00:31Il n'a pas totalement dit non, ce serait important si cette scène avait lieu à Istanbul, me semble-t-il, en Turquie,
00:36qu'enfin, il se voit pour que la politique, du moins la diplomatie, que les armes cessent indiscutablement.
00:43C'est une avancée, vous connaissez, j'ai la dent parfois très dure vis-à-vis du président Macron,
00:47mais je me félicite que les dirigeants européens auront quelque sorte pris des initiatives qui permettent cela.
00:52On aurait pu imaginer que ce soit un petit peu avant.
00:54Et pour terminer sur une dernière chose, la question, c'est comme il y a des ultimatums,
00:57quels sont nos moyens pour faire pression ?
00:59Moi, je suis de ceux qui pensent qu'on pourrait envisager la question de la saisie des avoirs, des fonds ouvrains russes.
01:05Il faut menacer Poutine au portefeuille indiscutablement.
01:07Il y a quelques mesures qui ont été prises au niveau européen, on en est au 15e.
01:10Pour l'instant, ça ne se fait pas parce que ça pose des questions juridiques.
01:13J'entends bien, mais il y a un débat de juristes aussi là-dessus,
01:15qui considère que dans la mesure où il y aura sans aucun doute des indemnités qui seront demandées à la Russie
01:20pour les destructions de la guerre dont il est responsable,
01:24on peut anticiper cela.
01:26Je crois que c'est aussi un moyen.
01:27Vous voyez, moi, ce que je souhaite, c'est que les armes cessent.
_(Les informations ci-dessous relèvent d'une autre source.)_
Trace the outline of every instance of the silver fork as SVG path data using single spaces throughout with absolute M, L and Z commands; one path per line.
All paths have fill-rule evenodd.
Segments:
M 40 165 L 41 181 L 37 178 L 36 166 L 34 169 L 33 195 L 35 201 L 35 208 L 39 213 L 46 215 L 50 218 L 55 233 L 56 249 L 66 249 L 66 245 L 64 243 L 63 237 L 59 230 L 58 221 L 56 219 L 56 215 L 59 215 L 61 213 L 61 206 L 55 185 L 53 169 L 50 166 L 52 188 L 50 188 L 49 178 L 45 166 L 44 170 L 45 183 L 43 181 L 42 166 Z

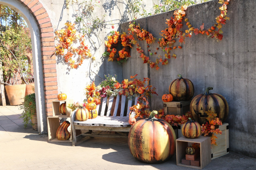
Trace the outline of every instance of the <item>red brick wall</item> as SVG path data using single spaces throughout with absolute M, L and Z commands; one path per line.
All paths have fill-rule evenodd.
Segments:
M 40 33 L 46 114 L 52 115 L 52 102 L 57 99 L 58 83 L 53 29 L 48 14 L 38 0 L 18 0 L 35 17 Z

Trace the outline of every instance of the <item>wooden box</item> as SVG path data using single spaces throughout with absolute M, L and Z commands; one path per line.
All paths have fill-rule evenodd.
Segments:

01:29Il n'y aura pas de solution militaire là-dedans, il faut des solutions diplomatiques.
01:33Et on le sait très bien que...
01:34Mais donc vous dites comme Emmanuel Macron qui dit, par exemple, à l'instant,
01:37il insiste sur la nécessité d'un cessez-le-feu pour qu'une rencontre Russie-Ukraine ait lieu.
01:41Vous pensez comme lui, il faut d'abord qu'on obtienne un cessez-le-feu.
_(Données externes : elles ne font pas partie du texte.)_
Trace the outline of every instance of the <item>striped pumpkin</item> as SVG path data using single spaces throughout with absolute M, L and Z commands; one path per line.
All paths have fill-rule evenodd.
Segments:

01:44Je vais prendre la grosse tête et dire c'est Macron qui pense comme moi et comme nous.
01:48Non mais bon, je veux dire, le jeu n'est pas à polémiquer à l'heure actuelle.
01:51Je pense qu'on a perdu du temps, etc. Moi, je me félicite de la situation actuelle.
01:56Alexis Corbière, moi, j'ai une question sur l'après-discussion.
02:00On espère tous qu'on va arriver à un accord, mais ça ne réglera que le sujet actuel.
02:06Et pour la suite, on voit bien qu'on est face aujourd'hui à une Russie
02:09qui est devenue un empire menaçant, qui consacre un tiers de sa dépense publique à s'armer,
02:14qui demain s'attaquera à un autre pays européen.
02:16Qu'est-ce que les Européens doivent faire de plus pour dissuader toute tentative de guerre à nouveau en Europe ?
02:23Moi, je n'ai pas envie d'être plus ukrainien que les Ukrainiens.
02:26Il y a M. Zelensky qui aussi, me semble-t-il, on peut discuter de plein de choses.
02:30Il revient en raison de la guerre, il n'y a pas eu d'élection.
02:31Il me semble être un représentant quand même des intérêts ukrainiens.
02:34Et je pense qu'il y a une négociation qui doit s'engager.
02:37Qu'est-ce qu'on est prêt à concéder ou pas ?
02:39Il y aura sans doute... Je ne crois pas que ce soit des positions d'un côté ou de l'autre
02:42les plus ultimatistes qui vont l'emporter.
02:44Après, il va falloir voir de quelle manière...
02:47Parce qu'à la fois, il y avait une grandeur, un discours grand russe assez xénophobe de la part de Poutine,
02:53mais aussi une rationalité où il ne souhaite pas qu'il y ait des bases militaires
02:56qui s'installent aux portes de la Russie.
02:58Et nous aussi, on peut peut-être éviter de venir chatouiller cet empire menaçant aux frontières de la Russie.
03:04Moi, je suis pour qu'on discute de part et d'autre.